Consciousness is the great puzzle to brain scientists. Is it a product of the brain, or somehow separate? I sense it’s separate but what has made all the difference for me is recognizing that we exist in a form that, because it has no intrinsic nature and is utterly imperceptible to our senses, to our way of thinking does not exist.
The reality of sentient beings takes threefold or twofold form in Buddhist metaphysics. The form that acts is the nirmanakaya, the conscious form is the sambhogakaya, and the imperceptible one is the dharmakaya. The first two are also thought of as one, the rupakaya, to highlight that the form with no properties is the ultimate level of reality.
There’s a vast mass of logic about why and how reality is multi-fold but it remains in the end a mystery to our intellect.
What we can be certain about is that matter manifests from energy. We can start by thinking of matter as congealed energy and energy as liberated matter, but when we use quantum physics to examine what’s going on we see that you and I, for example, exist in both forms simultaneously.
Or perhaps we exist in three forms, the three kayas, which we could rename Tom, Dick and Harry if that feels less foreign, or Romeo and Juliet if we’re thinking about the two forms. It’s only what the words point toward that matters.
I’ve noticed some changes since I began getting glimpses of what all these words are pointing toward, that what seem to be separate beings are not separate, that we are all manifestations from one ocean whose currents flow without boundaries, that we are all eddies in a maelstrom of pure energy.

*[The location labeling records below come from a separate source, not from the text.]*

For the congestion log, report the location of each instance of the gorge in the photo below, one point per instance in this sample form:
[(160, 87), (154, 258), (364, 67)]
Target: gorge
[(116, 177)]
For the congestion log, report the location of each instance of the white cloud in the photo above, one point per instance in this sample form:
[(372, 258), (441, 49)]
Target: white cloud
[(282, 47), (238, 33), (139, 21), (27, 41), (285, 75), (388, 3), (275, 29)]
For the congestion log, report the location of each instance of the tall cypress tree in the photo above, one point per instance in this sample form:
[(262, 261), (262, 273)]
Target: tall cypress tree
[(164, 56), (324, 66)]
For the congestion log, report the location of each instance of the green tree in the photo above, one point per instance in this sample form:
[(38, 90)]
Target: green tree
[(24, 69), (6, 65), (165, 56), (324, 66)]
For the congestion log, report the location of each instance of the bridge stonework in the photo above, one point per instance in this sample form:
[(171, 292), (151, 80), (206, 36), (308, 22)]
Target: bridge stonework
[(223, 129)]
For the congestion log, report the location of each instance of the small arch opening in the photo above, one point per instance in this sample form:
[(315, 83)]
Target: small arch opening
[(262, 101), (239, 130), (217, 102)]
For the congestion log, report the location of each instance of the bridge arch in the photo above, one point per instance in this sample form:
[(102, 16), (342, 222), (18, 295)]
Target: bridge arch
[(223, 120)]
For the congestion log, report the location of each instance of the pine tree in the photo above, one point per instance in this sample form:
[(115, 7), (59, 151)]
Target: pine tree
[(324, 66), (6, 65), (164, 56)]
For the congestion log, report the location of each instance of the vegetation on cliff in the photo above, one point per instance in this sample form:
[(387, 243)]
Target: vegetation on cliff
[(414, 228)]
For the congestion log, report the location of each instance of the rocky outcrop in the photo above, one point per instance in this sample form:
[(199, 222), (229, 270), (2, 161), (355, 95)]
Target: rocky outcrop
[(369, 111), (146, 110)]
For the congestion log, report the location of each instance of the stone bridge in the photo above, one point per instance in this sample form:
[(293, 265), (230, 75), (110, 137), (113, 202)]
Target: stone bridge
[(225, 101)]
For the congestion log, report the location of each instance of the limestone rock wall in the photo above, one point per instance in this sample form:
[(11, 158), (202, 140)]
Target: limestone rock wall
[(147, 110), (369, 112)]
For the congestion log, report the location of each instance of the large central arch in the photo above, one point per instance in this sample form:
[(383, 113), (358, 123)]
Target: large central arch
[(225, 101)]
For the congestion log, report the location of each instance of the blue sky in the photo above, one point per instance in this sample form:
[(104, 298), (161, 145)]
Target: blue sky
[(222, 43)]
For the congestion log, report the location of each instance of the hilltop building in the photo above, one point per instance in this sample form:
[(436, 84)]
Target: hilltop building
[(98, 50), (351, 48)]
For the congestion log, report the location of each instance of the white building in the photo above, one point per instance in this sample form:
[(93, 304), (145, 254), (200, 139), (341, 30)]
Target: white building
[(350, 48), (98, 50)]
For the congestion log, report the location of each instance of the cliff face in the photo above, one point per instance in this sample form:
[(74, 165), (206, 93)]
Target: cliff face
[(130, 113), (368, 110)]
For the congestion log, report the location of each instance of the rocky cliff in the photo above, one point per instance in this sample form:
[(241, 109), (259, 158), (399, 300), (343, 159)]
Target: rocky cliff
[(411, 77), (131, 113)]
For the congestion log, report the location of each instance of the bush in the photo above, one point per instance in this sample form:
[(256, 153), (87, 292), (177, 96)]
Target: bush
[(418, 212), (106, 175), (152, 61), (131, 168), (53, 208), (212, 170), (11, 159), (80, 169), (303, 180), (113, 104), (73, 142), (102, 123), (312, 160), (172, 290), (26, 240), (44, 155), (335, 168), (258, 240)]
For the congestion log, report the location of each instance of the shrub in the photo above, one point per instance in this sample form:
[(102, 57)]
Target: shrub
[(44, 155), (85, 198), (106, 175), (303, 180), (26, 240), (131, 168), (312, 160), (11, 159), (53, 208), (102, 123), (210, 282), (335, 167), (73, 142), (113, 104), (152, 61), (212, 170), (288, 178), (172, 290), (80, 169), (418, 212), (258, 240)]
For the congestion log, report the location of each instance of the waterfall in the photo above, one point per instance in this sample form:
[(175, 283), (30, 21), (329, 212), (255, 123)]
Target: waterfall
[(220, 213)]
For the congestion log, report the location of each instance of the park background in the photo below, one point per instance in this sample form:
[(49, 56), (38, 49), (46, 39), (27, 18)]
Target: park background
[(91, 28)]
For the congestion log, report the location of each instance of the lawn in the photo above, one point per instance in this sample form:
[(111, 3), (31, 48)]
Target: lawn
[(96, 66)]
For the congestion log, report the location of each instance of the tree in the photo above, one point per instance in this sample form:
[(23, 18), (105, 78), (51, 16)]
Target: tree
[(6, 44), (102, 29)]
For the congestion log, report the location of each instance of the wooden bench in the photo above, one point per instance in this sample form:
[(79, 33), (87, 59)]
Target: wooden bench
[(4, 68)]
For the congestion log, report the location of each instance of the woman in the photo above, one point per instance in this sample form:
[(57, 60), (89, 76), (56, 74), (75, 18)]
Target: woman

The less separate I feel, the less indifferent I become. My impulses are more kind, I’m more prone to compassion than anger, and I’m less grasping.
The energy flows that manifest as Martin are changing because I’m watching them, and the longer I watch, the more sensitive I become to the eddies that manifest as other beings.
Yes, the way this multi-fold reality works is a mystery but now I know how to proceed, acting that way is deeply happy-making.